Award History
| Award | Year | Book | Status |
|---|---|---|---|
| National Book Award for Fiction | 2023 | Chain-Gang All-Stars | Shortlist |
| PEN/Jean Stein Book Award | 2019 | Friday Black: Stories | Winner |
Award-Winning Books
About Nana Kwame Adjei-Brenyah
Nana Kwame Adjei-Brenyah is an American writer of fiction known for his formally inventive, socially charged short stories and his debut novel. Born in Spring Valley, New York, he holds an MFA from Syracuse University, where he studied under George Saunders. His debut short story collection, Friday Black (2018), was published by Houghton Mifflin Harcourt and won the PEN/Jean Stein Book Award, the Ernest J. Gaines Award for Literary Excellence, and the Saroyan Prize. It was also a finalist for multiple other awards. The collection's stories use speculative and satirical techniques to examine American consumer culture, racial violence, and systemic inequality. Adjei-Brenyah's debut novel Chain-Gang All-Stars (2023) was a New York Times bestseller, a finalist for the National Book Award, and longlisted for the Booker Prize.
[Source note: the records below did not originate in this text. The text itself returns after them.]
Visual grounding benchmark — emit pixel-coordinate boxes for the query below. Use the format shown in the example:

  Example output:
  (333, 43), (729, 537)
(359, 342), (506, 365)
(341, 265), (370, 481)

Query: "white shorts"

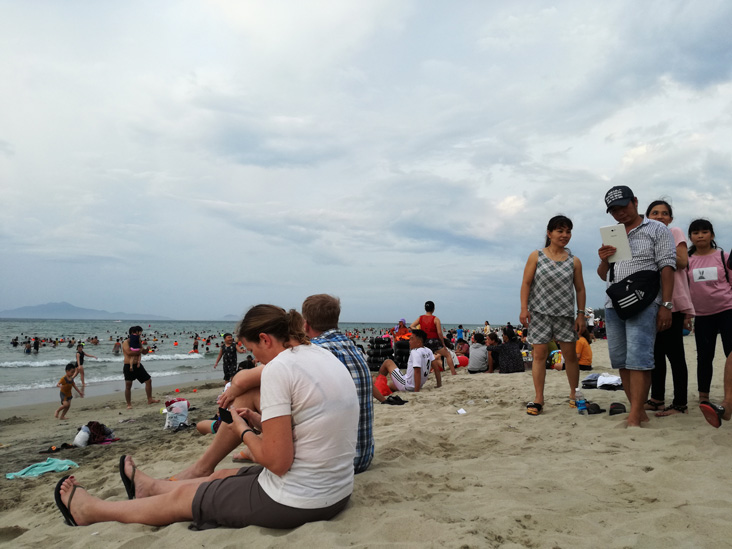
(391, 368), (414, 393)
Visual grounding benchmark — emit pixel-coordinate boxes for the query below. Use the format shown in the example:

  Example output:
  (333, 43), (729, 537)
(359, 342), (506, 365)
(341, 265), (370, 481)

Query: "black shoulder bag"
(605, 263), (661, 320)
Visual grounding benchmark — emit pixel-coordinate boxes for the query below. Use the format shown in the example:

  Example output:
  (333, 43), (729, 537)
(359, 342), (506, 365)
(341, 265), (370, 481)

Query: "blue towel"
(5, 458), (78, 480)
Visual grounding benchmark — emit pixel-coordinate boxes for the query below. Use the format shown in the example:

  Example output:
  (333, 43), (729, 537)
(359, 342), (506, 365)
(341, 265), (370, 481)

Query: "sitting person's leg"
(173, 388), (260, 480)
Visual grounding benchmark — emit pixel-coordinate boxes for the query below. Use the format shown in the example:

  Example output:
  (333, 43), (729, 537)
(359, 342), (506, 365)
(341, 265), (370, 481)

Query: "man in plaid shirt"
(302, 294), (374, 473)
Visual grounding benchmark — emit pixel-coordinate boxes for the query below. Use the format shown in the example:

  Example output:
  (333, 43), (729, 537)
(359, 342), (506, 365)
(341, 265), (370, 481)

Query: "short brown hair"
(236, 305), (310, 347)
(302, 294), (341, 332)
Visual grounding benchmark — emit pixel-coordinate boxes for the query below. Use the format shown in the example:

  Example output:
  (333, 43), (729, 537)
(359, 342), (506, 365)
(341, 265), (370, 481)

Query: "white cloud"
(0, 1), (732, 323)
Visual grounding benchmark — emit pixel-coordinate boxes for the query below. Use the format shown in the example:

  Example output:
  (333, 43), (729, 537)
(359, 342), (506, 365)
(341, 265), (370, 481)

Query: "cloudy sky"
(0, 0), (732, 324)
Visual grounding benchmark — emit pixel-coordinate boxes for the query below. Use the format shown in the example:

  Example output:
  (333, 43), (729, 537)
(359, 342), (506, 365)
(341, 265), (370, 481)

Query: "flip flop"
(119, 455), (137, 499)
(587, 402), (605, 415)
(53, 475), (77, 526)
(699, 400), (724, 429)
(526, 402), (544, 416)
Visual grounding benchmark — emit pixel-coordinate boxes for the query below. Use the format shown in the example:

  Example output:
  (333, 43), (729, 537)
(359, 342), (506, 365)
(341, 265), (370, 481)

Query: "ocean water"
(0, 319), (392, 405)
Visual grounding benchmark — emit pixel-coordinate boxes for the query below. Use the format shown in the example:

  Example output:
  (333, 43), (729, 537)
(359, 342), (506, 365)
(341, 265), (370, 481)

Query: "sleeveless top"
(529, 249), (574, 318)
(419, 315), (439, 339)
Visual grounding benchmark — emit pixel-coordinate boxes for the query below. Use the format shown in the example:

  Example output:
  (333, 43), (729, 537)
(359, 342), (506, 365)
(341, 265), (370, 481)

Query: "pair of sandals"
(53, 455), (137, 526)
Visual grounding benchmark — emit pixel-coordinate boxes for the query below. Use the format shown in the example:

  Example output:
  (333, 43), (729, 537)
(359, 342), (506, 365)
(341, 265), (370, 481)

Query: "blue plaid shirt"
(311, 330), (374, 473)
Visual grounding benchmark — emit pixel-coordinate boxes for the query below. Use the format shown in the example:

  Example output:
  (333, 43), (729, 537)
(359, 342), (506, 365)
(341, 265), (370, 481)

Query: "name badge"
(691, 267), (719, 282)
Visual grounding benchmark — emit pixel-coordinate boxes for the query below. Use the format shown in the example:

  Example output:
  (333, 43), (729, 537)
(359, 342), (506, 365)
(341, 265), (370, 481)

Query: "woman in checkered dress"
(520, 215), (585, 416)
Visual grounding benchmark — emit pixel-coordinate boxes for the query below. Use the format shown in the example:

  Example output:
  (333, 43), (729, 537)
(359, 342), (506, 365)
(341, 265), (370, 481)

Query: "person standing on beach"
(409, 301), (457, 375)
(645, 200), (698, 417)
(214, 334), (246, 382)
(53, 362), (84, 419)
(597, 186), (676, 427)
(122, 326), (160, 410)
(520, 215), (585, 416)
(74, 343), (97, 387)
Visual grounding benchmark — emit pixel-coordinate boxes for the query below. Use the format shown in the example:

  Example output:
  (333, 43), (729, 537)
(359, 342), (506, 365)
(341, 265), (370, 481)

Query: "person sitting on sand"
(486, 326), (525, 374)
(53, 362), (84, 419)
(55, 305), (358, 530)
(165, 296), (374, 480)
(374, 329), (442, 402)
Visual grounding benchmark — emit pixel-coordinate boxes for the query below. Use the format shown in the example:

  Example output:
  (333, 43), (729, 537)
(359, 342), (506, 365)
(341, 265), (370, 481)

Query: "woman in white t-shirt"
(55, 305), (359, 529)
(689, 219), (732, 402)
(645, 200), (694, 417)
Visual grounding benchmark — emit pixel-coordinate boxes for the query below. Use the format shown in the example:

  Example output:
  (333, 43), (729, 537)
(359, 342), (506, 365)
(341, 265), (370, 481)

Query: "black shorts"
(122, 364), (150, 383)
(191, 465), (351, 530)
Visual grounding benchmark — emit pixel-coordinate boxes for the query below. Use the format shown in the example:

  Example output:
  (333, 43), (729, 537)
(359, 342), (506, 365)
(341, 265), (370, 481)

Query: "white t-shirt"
(259, 345), (359, 509)
(404, 347), (435, 391)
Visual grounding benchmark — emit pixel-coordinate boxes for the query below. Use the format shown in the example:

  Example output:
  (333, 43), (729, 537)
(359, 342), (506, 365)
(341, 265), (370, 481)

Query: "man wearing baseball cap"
(597, 185), (676, 427)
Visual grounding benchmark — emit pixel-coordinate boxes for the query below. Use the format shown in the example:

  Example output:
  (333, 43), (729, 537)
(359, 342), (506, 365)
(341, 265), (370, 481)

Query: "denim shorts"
(605, 303), (658, 370)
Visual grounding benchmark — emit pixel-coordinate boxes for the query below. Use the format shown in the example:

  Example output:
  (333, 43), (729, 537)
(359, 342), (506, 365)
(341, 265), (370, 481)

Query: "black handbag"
(605, 263), (661, 320)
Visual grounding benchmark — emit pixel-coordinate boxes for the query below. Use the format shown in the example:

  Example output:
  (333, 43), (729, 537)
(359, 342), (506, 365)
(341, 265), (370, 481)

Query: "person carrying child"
(520, 215), (585, 416)
(53, 362), (84, 419)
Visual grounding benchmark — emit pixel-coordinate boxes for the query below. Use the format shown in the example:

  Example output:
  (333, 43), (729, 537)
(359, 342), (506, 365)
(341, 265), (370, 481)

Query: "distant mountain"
(0, 301), (172, 320)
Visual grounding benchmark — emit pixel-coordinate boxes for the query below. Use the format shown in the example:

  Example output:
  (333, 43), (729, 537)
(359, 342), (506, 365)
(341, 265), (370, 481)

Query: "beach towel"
(5, 458), (78, 480)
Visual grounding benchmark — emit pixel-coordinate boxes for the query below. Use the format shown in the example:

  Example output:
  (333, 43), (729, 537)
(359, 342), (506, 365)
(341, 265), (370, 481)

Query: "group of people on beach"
(55, 186), (732, 529)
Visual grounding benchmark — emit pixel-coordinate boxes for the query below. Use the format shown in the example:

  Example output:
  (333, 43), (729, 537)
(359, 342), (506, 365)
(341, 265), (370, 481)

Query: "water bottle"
(574, 387), (587, 415)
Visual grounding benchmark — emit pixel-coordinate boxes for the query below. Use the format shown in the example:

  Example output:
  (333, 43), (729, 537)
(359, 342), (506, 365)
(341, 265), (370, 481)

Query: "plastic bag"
(163, 398), (190, 429)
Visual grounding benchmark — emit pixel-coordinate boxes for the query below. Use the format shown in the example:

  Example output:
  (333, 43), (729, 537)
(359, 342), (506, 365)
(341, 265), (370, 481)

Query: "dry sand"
(0, 338), (732, 549)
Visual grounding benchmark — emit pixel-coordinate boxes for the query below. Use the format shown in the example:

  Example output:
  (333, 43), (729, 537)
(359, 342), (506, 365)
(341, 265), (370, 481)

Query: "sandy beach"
(0, 337), (732, 548)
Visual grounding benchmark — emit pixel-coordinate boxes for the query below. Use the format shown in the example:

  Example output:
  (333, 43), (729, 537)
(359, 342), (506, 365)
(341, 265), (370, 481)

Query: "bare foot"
(720, 400), (732, 421)
(60, 477), (97, 526)
(656, 406), (688, 417)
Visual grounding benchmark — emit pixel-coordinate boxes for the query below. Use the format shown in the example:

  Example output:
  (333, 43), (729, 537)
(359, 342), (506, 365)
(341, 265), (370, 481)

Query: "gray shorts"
(191, 465), (351, 530)
(526, 311), (577, 345)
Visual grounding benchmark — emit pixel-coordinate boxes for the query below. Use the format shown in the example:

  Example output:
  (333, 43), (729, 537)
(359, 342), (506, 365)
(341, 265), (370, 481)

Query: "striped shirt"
(605, 216), (676, 309)
(311, 330), (374, 473)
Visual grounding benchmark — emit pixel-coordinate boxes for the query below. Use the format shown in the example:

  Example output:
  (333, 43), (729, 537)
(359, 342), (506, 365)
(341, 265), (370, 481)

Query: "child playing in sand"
(373, 329), (442, 404)
(520, 215), (585, 416)
(53, 362), (84, 419)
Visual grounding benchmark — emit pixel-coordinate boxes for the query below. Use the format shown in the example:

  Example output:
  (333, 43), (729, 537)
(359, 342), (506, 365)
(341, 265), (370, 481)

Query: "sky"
(0, 0), (732, 324)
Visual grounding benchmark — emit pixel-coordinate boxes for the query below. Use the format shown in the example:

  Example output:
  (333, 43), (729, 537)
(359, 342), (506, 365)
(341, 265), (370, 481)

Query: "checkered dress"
(529, 249), (574, 317)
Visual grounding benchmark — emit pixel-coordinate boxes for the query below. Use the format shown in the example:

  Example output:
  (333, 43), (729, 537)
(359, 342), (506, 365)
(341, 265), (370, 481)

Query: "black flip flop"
(53, 475), (77, 526)
(119, 455), (137, 499)
(587, 402), (605, 415)
(699, 400), (724, 429)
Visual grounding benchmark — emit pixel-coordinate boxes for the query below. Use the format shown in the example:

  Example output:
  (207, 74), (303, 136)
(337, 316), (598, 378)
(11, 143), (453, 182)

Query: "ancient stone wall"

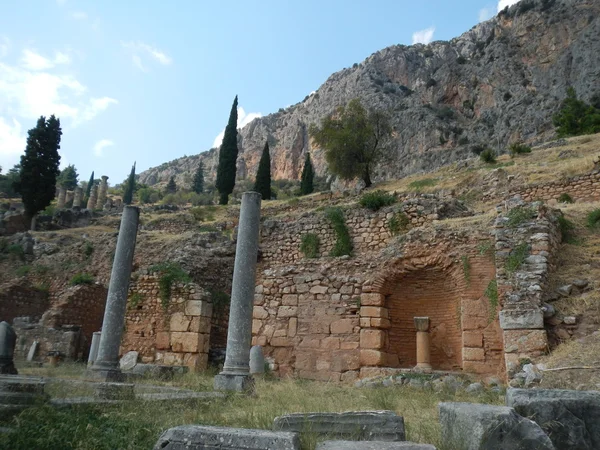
(121, 275), (212, 370)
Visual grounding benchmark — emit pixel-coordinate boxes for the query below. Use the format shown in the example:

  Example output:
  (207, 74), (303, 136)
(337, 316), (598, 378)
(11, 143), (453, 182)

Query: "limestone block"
(360, 329), (386, 349)
(504, 330), (548, 355)
(154, 425), (300, 450)
(185, 300), (212, 317)
(273, 411), (406, 442)
(360, 306), (389, 319)
(360, 292), (385, 306)
(169, 312), (191, 331)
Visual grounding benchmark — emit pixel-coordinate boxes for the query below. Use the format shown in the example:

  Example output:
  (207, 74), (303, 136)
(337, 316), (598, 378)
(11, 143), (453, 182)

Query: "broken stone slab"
(499, 309), (544, 330)
(316, 441), (436, 450)
(506, 389), (600, 450)
(273, 411), (406, 442)
(154, 425), (300, 450)
(119, 351), (140, 370)
(438, 403), (555, 450)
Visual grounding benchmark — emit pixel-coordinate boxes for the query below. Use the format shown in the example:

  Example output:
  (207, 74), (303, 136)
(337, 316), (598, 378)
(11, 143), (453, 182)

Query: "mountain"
(139, 0), (600, 189)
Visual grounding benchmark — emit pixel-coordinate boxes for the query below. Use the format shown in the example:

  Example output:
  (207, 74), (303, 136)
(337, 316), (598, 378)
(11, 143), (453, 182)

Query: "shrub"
(506, 206), (535, 228)
(479, 148), (496, 164)
(504, 242), (529, 275)
(358, 190), (396, 211)
(388, 211), (410, 236)
(149, 262), (192, 309)
(558, 192), (575, 203)
(408, 178), (437, 191)
(69, 272), (94, 286)
(325, 208), (352, 256)
(509, 142), (531, 158)
(300, 233), (321, 258)
(587, 208), (600, 228)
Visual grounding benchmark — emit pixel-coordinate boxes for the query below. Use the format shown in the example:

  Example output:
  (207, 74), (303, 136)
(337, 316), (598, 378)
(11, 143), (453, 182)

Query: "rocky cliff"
(140, 0), (600, 185)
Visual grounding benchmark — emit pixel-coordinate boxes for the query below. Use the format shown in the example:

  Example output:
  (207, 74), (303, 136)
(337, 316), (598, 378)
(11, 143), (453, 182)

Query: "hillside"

The novel imagines a future in which prisoners fight to the death for entertainment, drawing explicit connections to mass incarceration and American racial capitalism. He has received the Whiting Award and fellowships from MacDowell and Yaddo. His work has been published in The New York Times Book Review, Guernica, Ploughshares, and other journals. He teaches creative writing and lives in New York.